How can this vulnerability impact me? :
The impact of this vulnerability is a kernel panic, which causes the system to crash and become unresponsive. However, since writing to the affected node requires root privileges, the security impact is very limited. An attacker would need root access to exploit this issue to cause a denial of service by crashing the kernel.
How can this vulnerability be detected on my network or system? Can you suggest some commands?

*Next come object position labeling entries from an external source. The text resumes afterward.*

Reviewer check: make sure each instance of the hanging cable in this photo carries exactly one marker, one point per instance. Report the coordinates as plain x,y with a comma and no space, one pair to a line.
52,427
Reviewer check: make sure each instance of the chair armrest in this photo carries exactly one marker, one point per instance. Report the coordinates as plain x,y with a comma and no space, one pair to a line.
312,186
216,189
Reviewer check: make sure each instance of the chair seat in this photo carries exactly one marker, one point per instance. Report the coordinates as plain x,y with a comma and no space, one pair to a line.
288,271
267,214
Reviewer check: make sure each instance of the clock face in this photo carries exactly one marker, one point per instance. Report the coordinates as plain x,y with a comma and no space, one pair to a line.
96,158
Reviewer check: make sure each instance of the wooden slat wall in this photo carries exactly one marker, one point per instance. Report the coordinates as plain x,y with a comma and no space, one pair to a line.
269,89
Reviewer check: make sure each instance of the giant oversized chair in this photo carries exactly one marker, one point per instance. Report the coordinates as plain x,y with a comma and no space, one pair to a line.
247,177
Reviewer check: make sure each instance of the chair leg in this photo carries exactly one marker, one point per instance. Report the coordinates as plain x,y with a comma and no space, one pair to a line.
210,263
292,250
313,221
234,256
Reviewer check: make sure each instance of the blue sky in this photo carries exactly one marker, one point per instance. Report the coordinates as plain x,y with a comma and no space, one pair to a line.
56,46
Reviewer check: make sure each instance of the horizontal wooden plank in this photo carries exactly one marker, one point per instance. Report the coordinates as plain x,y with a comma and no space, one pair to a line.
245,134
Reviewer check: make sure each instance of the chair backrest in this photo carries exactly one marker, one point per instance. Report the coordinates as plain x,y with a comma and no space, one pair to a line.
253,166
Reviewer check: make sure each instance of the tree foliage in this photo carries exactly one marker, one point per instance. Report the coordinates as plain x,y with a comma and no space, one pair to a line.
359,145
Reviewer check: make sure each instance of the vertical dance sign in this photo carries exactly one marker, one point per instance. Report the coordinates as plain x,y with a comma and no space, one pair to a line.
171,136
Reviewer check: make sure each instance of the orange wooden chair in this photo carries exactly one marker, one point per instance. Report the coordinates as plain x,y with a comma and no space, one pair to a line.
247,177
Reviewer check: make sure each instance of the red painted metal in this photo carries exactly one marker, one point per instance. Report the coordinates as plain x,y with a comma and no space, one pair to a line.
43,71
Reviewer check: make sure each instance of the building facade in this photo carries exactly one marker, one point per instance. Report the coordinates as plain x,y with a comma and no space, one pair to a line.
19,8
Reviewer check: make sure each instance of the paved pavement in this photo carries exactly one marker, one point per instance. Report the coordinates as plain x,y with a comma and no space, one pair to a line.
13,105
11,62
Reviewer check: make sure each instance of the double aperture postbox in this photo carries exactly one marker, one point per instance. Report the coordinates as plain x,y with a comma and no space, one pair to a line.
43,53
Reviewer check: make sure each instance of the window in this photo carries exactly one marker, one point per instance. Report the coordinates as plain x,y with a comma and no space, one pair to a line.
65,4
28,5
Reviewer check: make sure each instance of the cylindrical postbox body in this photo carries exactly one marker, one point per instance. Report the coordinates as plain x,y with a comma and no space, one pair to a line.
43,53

This vulnerability can be detected by attempting to open the tracefs node /sys/kernel/tracing/error_log with write permissions and then performing an lseek operation on it. A kernel panic or NULL pointer dereference in the kernel logs would indicate the presence of the vulnerability. Since writing to this node requires root privileges, detection commands must be run as root. Example commands to test could include: 1) echo some data > /sys/kernel/tracing/error_log (to open with write permissions), 2) then using a tool or script to perform an lseek syscall on the opened file descriptor. Monitoring kernel logs (e.g., dmesg) for panic messages referencing seq_lseek or mutex_lock after these operations can help detect the issue.
What immediate steps should I take to mitigate this vulnerability?
Immediate mitigation steps include avoiding writing to the /sys/kernel/tracing/error_log node until the kernel is patched, as writing requires root privileges and triggers the vulnerability. Applying the vendor-provided kernel update or patch that fixes the tracing_err_log_open() function to properly call seq_open when opened with write permissions will resolve the issue. Until then, restrict root access to prevent exploitation and monitor for kernel panics related to this vulnerability.